My friend and I were discussing this the other day. She has more time to ride over the summer and would love something to hack gently now my horse she rides is getting older. We were wondering if loaning a hunter would be of any benefit to the owner to keep the horse gently ticking over during the summer. My horses live out so it would spend the majority of time in the field with a few gentle hacks each week. 
Does anyone think this would be worth pursuing?


----------



## georgie0 (22 May 2016)

At work ours are out for the summer and will be bought back into work end of July/start of August as they don't need to be fit until opening meet.  They only hunt though, it is a very traditional yard.


----------



## JenHunt (25 May 2016)

Our two only got one day this season (for all sorts of reasons, none of which related to their fitness/soundness) so they've been kept in moderate work. At 22 they are best kept active, and Tom in particular soon loses his fitness and muscle tone when he's off.... 
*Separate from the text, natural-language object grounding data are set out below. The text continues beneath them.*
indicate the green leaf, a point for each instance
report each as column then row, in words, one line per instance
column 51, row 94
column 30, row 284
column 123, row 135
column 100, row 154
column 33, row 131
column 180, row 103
They will just be hacking, some light schooling and I might do some pleasure rides, hunter trials etc if time money and transport allow.... I always used to event them to make sure we ironed out any issues from the hunting season, and improved their way of going etc, but now the expense outweighs the benefits to two old boys!


----------



## Goldenstar (25 May 2016)

Ours did full seasons .
Tatts has just started gentle work this week , Fatty will start next week .
H was kept up after hunting but is having a break now as he damaged himself the night C got hurt in the field , they where together .
J will start gently next week his feet are not great this year so we will have to suck and see with him.


----------



## Christmas Crumpet (26 May 2016)

Mine is still on holiday and will be until sometime in July. He too has pretty rubbish feet so I'm trying to give them a bit of a break. He's had his shoes off since end April.


----------



## Goldenstar (27 May 2016)

carolineb said:



			Mine is still on holiday and will be until sometime in July. He too has pretty rubbish feet so I'm trying to give them a bit of a break. He's had his shoes off since end April.
		
Click to expand...

Mine will be in work without shoes until September


----------



## frostyfingers (27 May 2016)

Unfortunately it's me who has to be turned away for a while this summer!  I've hurt my knee and am 2 weeks into 6 weeks off which is incredibly frustrating.  However I'm lucky enough to have someone who will keep horse ticking over and is going to do some of the "eventing" stuff I'd planned so hopefully he won't get too fat and unfit in the meantime.  I keep telling myself I'm lucky it's not in the middle of the hunting season.....


----------